Client-side Service Composition Using Generic Service Representative

I’m back for a second day at CASCON, attending the technical papers session focused on service oriented systems.

First of the three papers was Client-side Service Composition Using Generic Service Representative by Mehran Najafi and Kamran Sartipi of McMaster University; this concept is presented to prevent the possible privacy and bandwidth problems that can occur when data is passed to a server-side composition. This relies on a client-side stateless task service and service representative, and doing whatever processing can be done locally before resorting to a remote web service call. Using the task services approach rather than a Javascript or RIA-based approach provides more flexibility in terms of local service composition.

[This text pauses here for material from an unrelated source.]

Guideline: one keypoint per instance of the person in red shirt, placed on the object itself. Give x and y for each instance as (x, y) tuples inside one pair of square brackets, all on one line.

McMaster has a big medical school, and the example that he discussed was based on clinical data, where privacy is a big concern; being able to maintain the patient data only on the client rather than having it flow through a server-side composition reduces the privacy concerns as well as improving performance.

I’ve been seen this paradigm in use in a couple of different BPM systems that provide client-side screen flow (usually in Javascript at the client or in the web tier) within a single process activity; I’ve seen this from TIBCO AMX/BPM’s Page Flow, Salesforce’s Visual Process Manager and Outsystems. Obviously, the service composition presented in the paper today is a more flexible approach, and is true client-side rather than on the web tier, but the ideas of local process management are already appearing in some BPM products.

There were some interesting questions about support for this approach on mobile platforms (possible as the mobile OS’s become more capable) and a discussion on what we’re giving up in terms of loose coupling by having a particular orchestration of multiple services bound to a single client-side activity.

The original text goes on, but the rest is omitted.